How People Influence Large Language Models: AI and Gender Bias

A test to see if ChatGPT would generate a woman when prompted to generate an image of a nurse Image credit: Kirsten Davis

BY KIRSTEN DAVIS

The New York City Council is considering ways to eliminate gender bias in artificial intelligence technology used by city agencies. On December 8, 2025, Council Member Farah N. Louis introduced a bill that would require the Department of Information Technology and Telecommunications (DOITT) to conduct a gendered impact assessment every two years on AI algorithms used by city agencies. As a result, the DOITT would have to evaluate and ensure that any AI technology used does not contribute to gender disparity in the workforce. 

For many AI experts, the bill addresses a problem that they have been researching for years since AI became open to the public. Because AI can have bias. By going unchecked, this bias can bring disadvantages to women in the workplace. Artificial intelligence was developed and introduced to the public as problem-solving software designed to make everyday life easier. While some will argue that it has done that, critics argue that AI is doing more to reinforce gender bias. 

This bias ranges from placing women into stereotypical roles to placing their resumes underneath those coming from men. AI learns from what it is taught and what is documented on the internet. The world itself holds gender bias, and artificial intelligence picks up on that. 

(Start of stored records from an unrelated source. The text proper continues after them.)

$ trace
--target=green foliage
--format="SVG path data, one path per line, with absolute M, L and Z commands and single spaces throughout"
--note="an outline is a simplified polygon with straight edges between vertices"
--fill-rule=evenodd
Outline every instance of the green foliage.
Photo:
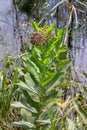
M 32 23 L 34 31 L 42 30 Z M 51 33 L 53 37 L 50 37 Z M 30 52 L 22 56 L 23 67 L 19 69 L 19 90 L 22 92 L 21 101 L 12 103 L 12 106 L 21 108 L 22 121 L 12 123 L 13 126 L 28 130 L 56 130 L 57 104 L 61 89 L 56 89 L 60 79 L 65 76 L 67 65 L 67 48 L 61 46 L 64 29 L 58 30 L 50 25 L 44 37 L 50 39 L 32 46 Z M 64 53 L 64 57 L 63 54 Z M 62 55 L 62 58 L 60 56 Z M 64 69 L 65 68 L 65 69 Z
M 14 97 L 15 90 L 17 89 L 18 71 L 14 70 L 11 79 L 4 71 L 0 74 L 0 117 L 6 117 L 10 109 L 11 101 Z

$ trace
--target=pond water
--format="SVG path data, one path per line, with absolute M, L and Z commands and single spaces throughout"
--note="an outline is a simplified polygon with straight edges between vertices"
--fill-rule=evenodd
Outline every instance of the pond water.
M 58 0 L 47 0 L 49 4 L 48 10 L 57 2 Z M 62 14 L 61 9 L 59 25 L 64 26 L 67 14 Z M 87 8 L 84 8 L 83 11 L 87 12 Z M 66 17 L 63 17 L 64 15 Z M 0 0 L 0 63 L 7 54 L 19 54 L 21 42 L 26 42 L 28 37 L 27 32 L 31 29 L 28 26 L 27 20 L 27 15 L 19 12 L 18 8 L 13 4 L 13 0 Z M 48 19 L 49 23 L 55 20 L 53 14 L 51 14 Z M 84 85 L 86 83 L 86 77 L 82 73 L 84 71 L 87 72 L 87 18 L 82 16 L 82 21 L 79 21 L 79 23 L 79 29 L 74 29 L 72 34 L 73 47 L 70 49 L 70 57 L 74 59 L 72 70 L 77 69 L 78 77 Z

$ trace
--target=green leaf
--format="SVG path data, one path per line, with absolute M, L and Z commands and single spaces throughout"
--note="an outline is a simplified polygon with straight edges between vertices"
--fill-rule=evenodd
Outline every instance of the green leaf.
M 38 24 L 36 22 L 32 22 L 31 26 L 35 32 L 38 30 L 41 30 L 41 28 L 38 26 Z
M 68 122 L 68 130 L 78 130 L 76 128 L 76 124 L 70 120 L 69 118 L 66 118 L 67 119 L 67 122 Z
M 40 82 L 40 70 L 39 68 L 36 66 L 36 64 L 31 61 L 29 58 L 27 59 L 27 67 L 28 67 L 28 71 L 30 72 L 30 74 L 32 74 L 35 78 L 35 80 L 39 83 Z
M 64 72 L 56 73 L 50 83 L 46 86 L 46 88 L 48 88 L 46 93 L 49 93 L 55 86 L 58 85 L 59 80 L 64 76 L 64 74 Z
M 81 105 L 77 104 L 75 101 L 73 101 L 74 107 L 76 111 L 81 116 L 82 120 L 84 121 L 84 124 L 87 124 L 87 112 L 84 108 L 82 108 Z
M 44 86 L 48 85 L 54 76 L 55 76 L 55 74 L 50 74 L 47 77 L 45 77 L 41 82 L 41 86 L 44 87 Z
M 12 107 L 15 107 L 15 108 L 24 108 L 30 112 L 33 112 L 33 113 L 37 113 L 36 109 L 31 107 L 29 104 L 23 104 L 21 102 L 13 102 L 11 104 Z
M 51 24 L 45 32 L 45 37 L 49 36 L 49 34 L 52 32 L 52 30 L 54 29 L 54 24 Z
M 19 127 L 19 128 L 24 128 L 24 129 L 33 129 L 33 128 L 35 128 L 35 126 L 33 124 L 31 124 L 30 122 L 23 122 L 23 121 L 13 122 L 12 126 Z
M 40 125 L 51 124 L 50 119 L 46 119 L 46 120 L 37 120 L 37 122 L 38 122 Z
M 32 93 L 38 95 L 38 93 L 36 92 L 36 90 L 35 90 L 32 86 L 31 86 L 31 87 L 30 87 L 30 86 L 27 86 L 27 84 L 24 83 L 24 82 L 22 82 L 22 81 L 20 81 L 20 82 L 18 83 L 18 85 L 20 86 L 20 89 L 26 90 L 26 91 L 29 91 L 29 92 L 32 92 Z
M 65 59 L 65 60 L 62 60 L 61 62 L 58 63 L 57 65 L 57 70 L 58 71 L 64 71 L 64 70 L 67 70 L 67 68 L 70 66 L 70 61 Z

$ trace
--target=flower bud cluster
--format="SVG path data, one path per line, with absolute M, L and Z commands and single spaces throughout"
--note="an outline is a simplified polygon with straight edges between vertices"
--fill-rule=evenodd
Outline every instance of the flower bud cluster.
M 54 37 L 53 32 L 51 32 L 50 35 L 46 37 L 45 32 L 46 30 L 44 31 L 39 30 L 39 31 L 33 32 L 30 36 L 30 43 L 33 45 L 39 45 L 41 43 L 47 42 L 48 40 Z

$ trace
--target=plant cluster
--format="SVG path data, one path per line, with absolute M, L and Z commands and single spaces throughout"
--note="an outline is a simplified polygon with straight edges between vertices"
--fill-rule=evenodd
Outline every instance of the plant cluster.
M 31 44 L 34 45 L 21 57 L 23 67 L 19 70 L 21 99 L 12 103 L 13 107 L 21 109 L 22 121 L 12 125 L 25 130 L 57 130 L 56 101 L 62 96 L 58 84 L 70 63 L 66 59 L 67 47 L 61 46 L 65 29 L 55 29 L 54 24 L 41 28 L 35 22 L 32 26 L 35 41 Z M 41 37 L 42 32 L 43 37 L 38 42 L 36 38 Z

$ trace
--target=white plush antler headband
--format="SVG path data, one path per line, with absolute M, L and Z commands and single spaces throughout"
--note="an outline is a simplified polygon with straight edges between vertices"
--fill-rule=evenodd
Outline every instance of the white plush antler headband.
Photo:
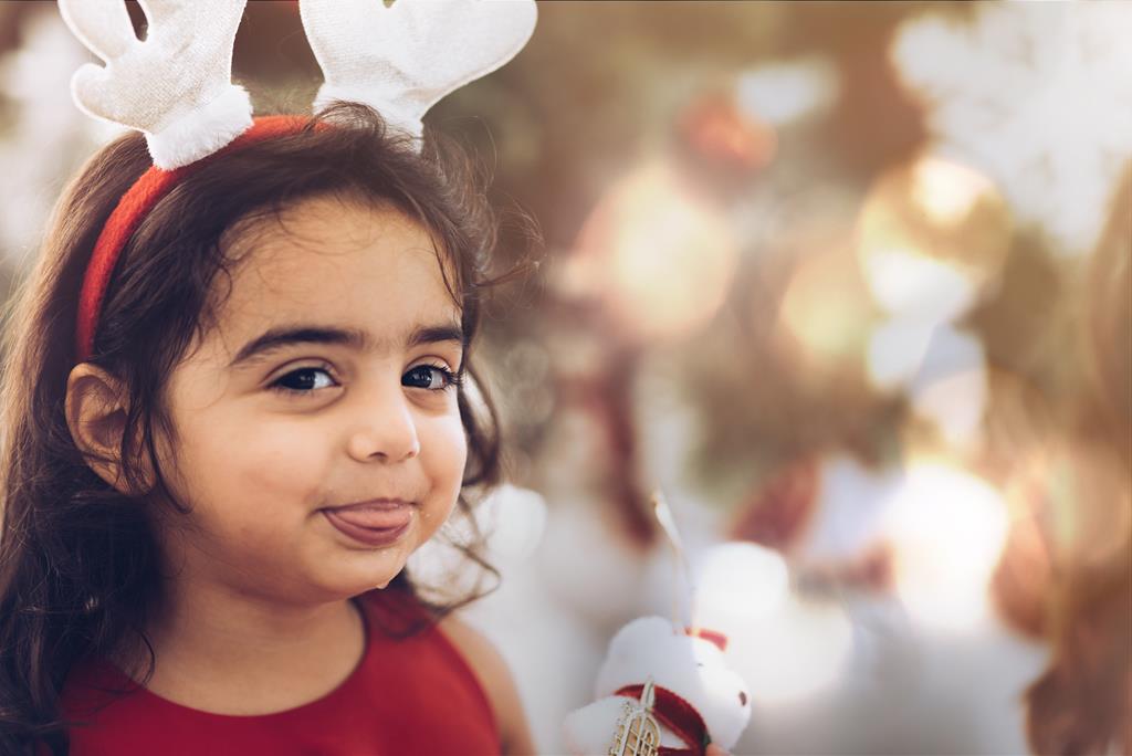
M 145 41 L 122 0 L 59 0 L 63 20 L 102 58 L 75 74 L 89 115 L 145 132 L 154 164 L 187 165 L 251 127 L 248 93 L 231 80 L 232 43 L 246 0 L 139 0 Z M 374 106 L 421 136 L 438 100 L 499 68 L 534 31 L 534 0 L 301 0 L 302 24 L 333 100 Z
M 106 221 L 79 294 L 76 354 L 91 356 L 114 263 L 142 218 L 188 166 L 238 138 L 251 143 L 305 127 L 303 119 L 252 119 L 232 84 L 232 43 L 247 0 L 138 0 L 144 41 L 122 0 L 59 0 L 63 20 L 105 61 L 75 72 L 71 93 L 87 114 L 145 134 L 154 167 Z M 438 100 L 511 60 L 534 31 L 534 0 L 300 0 L 326 83 L 315 110 L 360 102 L 420 146 L 421 117 Z

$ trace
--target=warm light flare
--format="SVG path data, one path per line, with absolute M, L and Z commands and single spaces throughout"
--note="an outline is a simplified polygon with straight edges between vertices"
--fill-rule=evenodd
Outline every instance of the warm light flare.
M 908 611 L 950 630 L 984 621 L 1009 521 L 1003 498 L 985 481 L 940 462 L 912 462 L 885 526 Z
M 675 169 L 645 164 L 612 187 L 566 264 L 565 289 L 597 297 L 638 338 L 703 326 L 731 284 L 738 242 L 723 213 Z

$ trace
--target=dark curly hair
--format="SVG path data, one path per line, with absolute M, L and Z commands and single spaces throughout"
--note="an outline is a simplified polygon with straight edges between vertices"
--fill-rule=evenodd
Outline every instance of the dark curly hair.
M 328 124 L 332 128 L 316 128 Z M 458 389 L 468 466 L 458 512 L 498 483 L 494 405 L 470 360 L 483 292 L 521 276 L 521 261 L 490 276 L 498 222 L 481 171 L 431 130 L 422 152 L 363 105 L 340 103 L 300 132 L 208 161 L 165 196 L 134 233 L 106 292 L 91 362 L 129 390 L 120 459 L 129 490 L 173 502 L 157 466 L 155 431 L 169 431 L 162 392 L 172 369 L 215 316 L 217 276 L 230 276 L 220 240 L 251 214 L 280 213 L 303 198 L 346 192 L 392 205 L 437 240 L 455 275 L 448 291 L 466 338 L 469 387 Z M 160 553 L 152 512 L 119 493 L 76 448 L 63 414 L 75 366 L 78 291 L 94 242 L 118 199 L 152 161 L 138 132 L 101 149 L 65 190 L 37 265 L 6 311 L 2 375 L 0 530 L 0 753 L 68 748 L 59 696 L 80 660 L 125 644 L 149 648 L 144 627 L 158 598 Z M 521 215 L 521 214 L 520 214 Z M 186 223 L 185 218 L 192 218 Z M 533 240 L 533 234 L 529 239 Z M 525 260 L 526 258 L 523 258 Z M 445 266 L 449 267 L 449 266 Z M 143 461 L 156 474 L 146 486 Z M 153 481 L 156 478 L 156 481 Z M 148 500 L 148 497 L 146 497 Z M 172 504 L 173 508 L 180 505 Z M 183 510 L 182 510 L 183 512 Z M 175 515 L 175 513 L 173 513 Z M 475 552 L 465 553 L 490 572 Z M 402 573 L 391 586 L 415 593 Z M 468 596 L 465 603 L 477 595 Z M 438 617 L 453 605 L 431 605 Z

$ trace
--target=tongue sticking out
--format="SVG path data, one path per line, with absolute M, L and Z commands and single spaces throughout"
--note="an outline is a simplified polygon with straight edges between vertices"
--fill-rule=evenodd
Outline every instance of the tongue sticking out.
M 334 516 L 338 519 L 348 522 L 351 525 L 357 525 L 358 527 L 388 530 L 401 527 L 409 522 L 412 508 L 405 505 L 393 509 L 388 507 L 359 507 L 354 509 L 331 509 L 329 512 L 334 513 Z

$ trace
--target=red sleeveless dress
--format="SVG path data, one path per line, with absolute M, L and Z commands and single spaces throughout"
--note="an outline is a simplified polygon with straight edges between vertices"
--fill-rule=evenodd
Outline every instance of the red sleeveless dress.
M 391 595 L 380 596 L 381 593 Z M 435 626 L 391 637 L 378 612 L 412 601 L 393 591 L 363 596 L 367 645 L 337 688 L 274 714 L 211 714 L 166 701 L 104 661 L 77 665 L 61 704 L 75 725 L 72 756 L 473 756 L 499 754 L 483 688 Z M 400 611 L 400 609 L 398 609 Z M 415 609 L 419 617 L 423 618 Z M 401 615 L 404 616 L 403 613 Z M 383 613 L 383 618 L 386 615 Z M 120 695 L 118 691 L 129 693 Z

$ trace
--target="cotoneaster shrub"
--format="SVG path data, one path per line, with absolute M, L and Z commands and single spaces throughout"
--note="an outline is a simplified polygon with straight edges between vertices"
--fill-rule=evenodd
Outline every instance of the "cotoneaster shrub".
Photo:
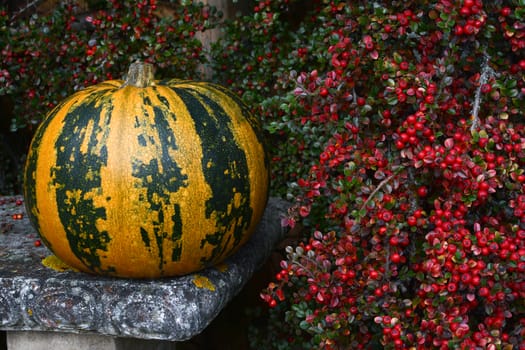
M 294 4 L 216 57 L 304 227 L 254 347 L 525 348 L 525 3 Z
M 196 33 L 219 15 L 192 1 L 81 4 L 61 1 L 42 15 L 0 11 L 0 94 L 14 101 L 13 130 L 33 128 L 74 91 L 122 78 L 136 60 L 154 63 L 159 76 L 198 77 L 206 58 Z

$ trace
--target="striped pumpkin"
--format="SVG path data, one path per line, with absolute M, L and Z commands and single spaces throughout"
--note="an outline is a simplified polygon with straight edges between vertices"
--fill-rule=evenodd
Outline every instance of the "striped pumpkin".
M 227 89 L 153 80 L 79 91 L 43 120 L 24 192 L 43 242 L 81 271 L 118 277 L 188 274 L 244 244 L 268 198 L 262 131 Z

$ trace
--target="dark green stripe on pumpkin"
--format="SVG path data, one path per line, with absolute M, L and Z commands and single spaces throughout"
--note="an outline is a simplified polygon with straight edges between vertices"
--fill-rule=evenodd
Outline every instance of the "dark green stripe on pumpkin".
M 38 206 L 36 204 L 36 166 L 37 159 L 39 156 L 38 149 L 40 148 L 40 144 L 42 143 L 42 137 L 45 134 L 45 130 L 49 126 L 49 123 L 53 120 L 53 117 L 56 114 L 56 112 L 60 110 L 60 107 L 60 105 L 55 107 L 55 109 L 47 116 L 47 118 L 45 118 L 42 121 L 42 123 L 40 123 L 39 128 L 33 135 L 33 140 L 31 141 L 31 148 L 26 159 L 26 166 L 24 170 L 24 203 L 27 212 L 32 214 L 29 215 L 29 220 L 31 221 L 31 224 L 37 232 L 41 232 L 40 224 L 38 222 L 38 217 L 40 214 Z M 44 236 L 40 236 L 40 238 L 47 247 L 49 247 L 50 249 L 52 248 L 51 243 Z
M 151 105 L 150 98 L 144 98 L 144 105 Z M 170 194 L 177 192 L 181 187 L 187 187 L 188 176 L 182 174 L 182 169 L 171 159 L 170 152 L 177 150 L 178 146 L 176 140 L 173 137 L 168 118 L 176 118 L 171 113 L 166 114 L 158 106 L 153 106 L 153 122 L 155 128 L 154 132 L 157 133 L 160 142 L 160 154 L 158 159 L 152 159 L 148 164 L 142 163 L 140 160 L 135 159 L 133 162 L 133 177 L 137 178 L 139 183 L 136 185 L 138 188 L 146 188 L 145 201 L 150 203 L 149 211 L 156 213 L 158 220 L 152 222 L 152 231 L 147 231 L 147 228 L 141 228 L 142 240 L 146 244 L 155 242 L 158 250 L 158 262 L 159 270 L 163 271 L 165 261 L 165 254 L 171 257 L 172 261 L 176 262 L 180 260 L 182 254 L 182 219 L 180 216 L 180 206 L 177 203 L 170 202 Z M 143 129 L 141 120 L 147 122 L 149 120 L 148 111 L 144 108 L 141 117 L 136 117 L 135 126 L 138 129 Z M 143 118 L 143 119 L 142 119 Z M 153 135 L 139 135 L 139 145 L 147 146 L 148 142 L 153 143 Z M 149 140 L 149 141 L 148 141 Z M 160 163 L 159 163 L 160 161 Z M 165 218 L 164 206 L 172 207 L 174 214 Z M 172 232 L 166 232 L 165 220 L 168 219 L 172 222 Z M 146 238 L 147 237 L 147 238 Z M 166 252 L 164 248 L 164 239 L 170 237 L 174 243 L 175 248 L 172 252 Z
M 252 208 L 248 163 L 244 150 L 234 142 L 230 116 L 220 104 L 190 88 L 173 90 L 184 101 L 202 141 L 201 166 L 212 192 L 206 202 L 206 217 L 211 218 L 215 214 L 217 222 L 216 232 L 206 232 L 200 244 L 201 248 L 206 244 L 213 246 L 212 253 L 201 259 L 203 265 L 209 265 L 224 254 L 229 243 L 229 239 L 224 240 L 224 235 L 230 229 L 233 229 L 236 246 L 250 225 Z M 213 111 L 212 115 L 209 110 Z M 235 193 L 243 194 L 239 207 L 235 207 Z
M 106 209 L 95 207 L 93 200 L 86 197 L 88 192 L 101 188 L 100 170 L 107 163 L 105 146 L 96 147 L 108 137 L 108 129 L 101 128 L 109 123 L 111 106 L 100 103 L 104 93 L 90 95 L 89 99 L 73 107 L 63 120 L 62 133 L 55 143 L 56 164 L 52 168 L 53 185 L 56 191 L 58 216 L 66 232 L 71 251 L 90 270 L 101 273 L 115 272 L 113 267 L 102 268 L 100 252 L 107 251 L 110 236 L 107 231 L 99 232 L 94 217 L 106 219 Z M 105 110 L 101 108 L 105 106 Z M 94 123 L 93 132 L 87 134 L 88 123 Z M 102 135 L 102 142 L 97 136 Z M 82 153 L 80 145 L 88 140 L 87 152 Z M 93 153 L 100 149 L 100 153 Z M 87 175 L 90 176 L 87 176 Z

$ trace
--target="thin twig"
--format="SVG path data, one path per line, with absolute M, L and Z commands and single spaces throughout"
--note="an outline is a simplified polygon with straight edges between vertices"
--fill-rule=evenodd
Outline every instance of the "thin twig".
M 372 193 L 370 194 L 370 196 L 368 196 L 368 198 L 366 199 L 366 201 L 363 203 L 363 205 L 361 206 L 361 208 L 359 209 L 359 212 L 362 212 L 366 206 L 368 205 L 368 203 L 370 203 L 370 201 L 372 201 L 372 199 L 374 198 L 374 196 L 376 195 L 377 192 L 379 192 L 379 190 L 381 188 L 383 188 L 383 186 L 385 186 L 390 180 L 392 180 L 394 177 L 396 177 L 400 172 L 401 170 L 403 170 L 404 167 L 400 166 L 399 168 L 397 168 L 394 173 L 392 175 L 390 175 L 389 177 L 387 177 L 386 179 L 384 179 L 383 181 L 381 181 L 379 183 L 379 185 L 377 185 L 377 187 L 372 191 Z
M 487 81 L 494 76 L 494 70 L 490 67 L 489 61 L 490 56 L 487 53 L 484 53 L 483 55 L 483 66 L 481 67 L 481 76 L 479 77 L 479 85 L 476 89 L 476 94 L 474 96 L 474 105 L 472 106 L 472 125 L 470 126 L 470 131 L 473 132 L 476 129 L 479 128 L 480 120 L 479 120 L 479 107 L 481 104 L 481 89 L 483 85 L 487 83 Z
M 33 0 L 30 3 L 26 4 L 25 7 L 20 8 L 16 13 L 11 16 L 11 21 L 15 20 L 17 17 L 20 17 L 23 13 L 29 10 L 31 7 L 37 7 L 38 3 L 42 0 Z

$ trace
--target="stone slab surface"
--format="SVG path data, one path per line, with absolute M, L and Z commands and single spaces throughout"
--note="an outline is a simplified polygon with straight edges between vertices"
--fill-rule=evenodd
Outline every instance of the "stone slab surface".
M 8 350 L 178 350 L 177 342 L 116 338 L 98 334 L 11 331 Z
M 18 201 L 18 204 L 17 204 Z M 252 238 L 219 267 L 156 280 L 57 272 L 20 197 L 0 197 L 0 329 L 183 341 L 202 332 L 284 236 L 288 203 L 271 198 Z M 18 214 L 22 215 L 17 216 Z

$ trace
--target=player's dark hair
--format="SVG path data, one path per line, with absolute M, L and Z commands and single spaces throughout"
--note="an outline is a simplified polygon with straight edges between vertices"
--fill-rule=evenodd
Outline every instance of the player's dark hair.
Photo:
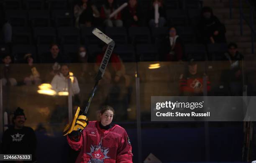
M 101 114 L 102 115 L 103 114 L 104 112 L 105 112 L 107 110 L 111 110 L 113 112 L 113 113 L 115 114 L 115 110 L 114 110 L 114 109 L 113 109 L 112 107 L 109 105 L 103 106 L 101 108 L 101 110 L 100 110 L 100 114 Z

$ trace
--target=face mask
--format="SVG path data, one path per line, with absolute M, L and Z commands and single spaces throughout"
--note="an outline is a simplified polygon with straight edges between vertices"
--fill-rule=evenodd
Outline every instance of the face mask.
M 83 51 L 82 52 L 80 52 L 79 54 L 80 54 L 80 56 L 81 57 L 84 57 L 85 56 L 85 55 L 86 54 L 86 51 Z
M 210 13 L 204 13 L 204 17 L 206 19 L 209 19 L 211 17 L 211 14 Z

Much of the gender bias that women are facing from AI technology comes from hiring algorithms. These AI-powered algorithms filter through resumes during the hiring process and select candidates they find would be best suited for the job. On a smaller scale, when prompted to generate images, AI will categorize men and women into gendered roles in the workforce, such as nurses and construction workers.

“Most of the leaders in leadership positions are men, right? So, you just don’t have enough examples of women who’ve succeeded,” said Swathi Dhamodaran, a founding member of The Neural.AI, a network of engineering and technology professionals that examines the possibilities of AI. “And therefore,” Dhamodaran said, “what is AI based on? Training data, the bulk of which is successful, but men in this instance. That’s why hiring algorithms have gender biases.” 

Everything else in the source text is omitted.